Module 3: DNA Databases and Sequence Queries


Major DNA databases

There are three major DNA databases spread across the globe, as part of the International Nucleotide Sequence Database Collaboration. They encompass all published (sometimes unpublished) sequence data arising from all sequencing endeavors around the planet. All three of them are interconnected thanks to the World Wide Web and exchange data daily. Most publications, covering any field of biological research, require that the authors of articles containing sequences submit their data to any one of these databases. The publications refer to the relevant sequence using a reference number (Accession number) generated by the database. This process makes it fairly simple and globally uniform for any researcher in the world to access the submitted sequence(s). It is worthwhile to mention, at this point, that all these databases have corresponding protein data banks related to the stored DNA (gene) sequences.
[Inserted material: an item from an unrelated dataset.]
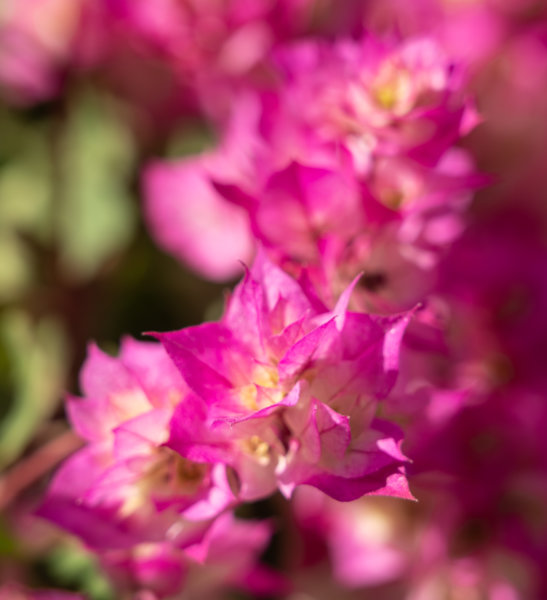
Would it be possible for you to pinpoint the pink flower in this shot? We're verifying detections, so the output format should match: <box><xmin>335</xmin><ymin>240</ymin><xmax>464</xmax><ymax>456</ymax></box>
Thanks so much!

  • Genbank (USA): This database can be accessed from the National Center for Biotechnology Information (NCBI), which is a division of the National Library of Medicine, funded by the National Institutes of Health (NIH). As of August 2000, there are approximately 9.546 billion bases of sequence stored in this database in 8.214 million sequence records. Once every two months, the NCBI compiles all the available sequence entries and updates them as releases.
  • EMBL (Europe): The European site for storage of DNA sequences is at the European Bioinformatics Institute (EBI) of the European Molecular Biology Laboratory (EMBL) at Hinxton, United Kingdom.
  • DDBJ (Japan): The DNA Data Bank of Japan (DDBJ) is the third major location for storing DNA data in the world.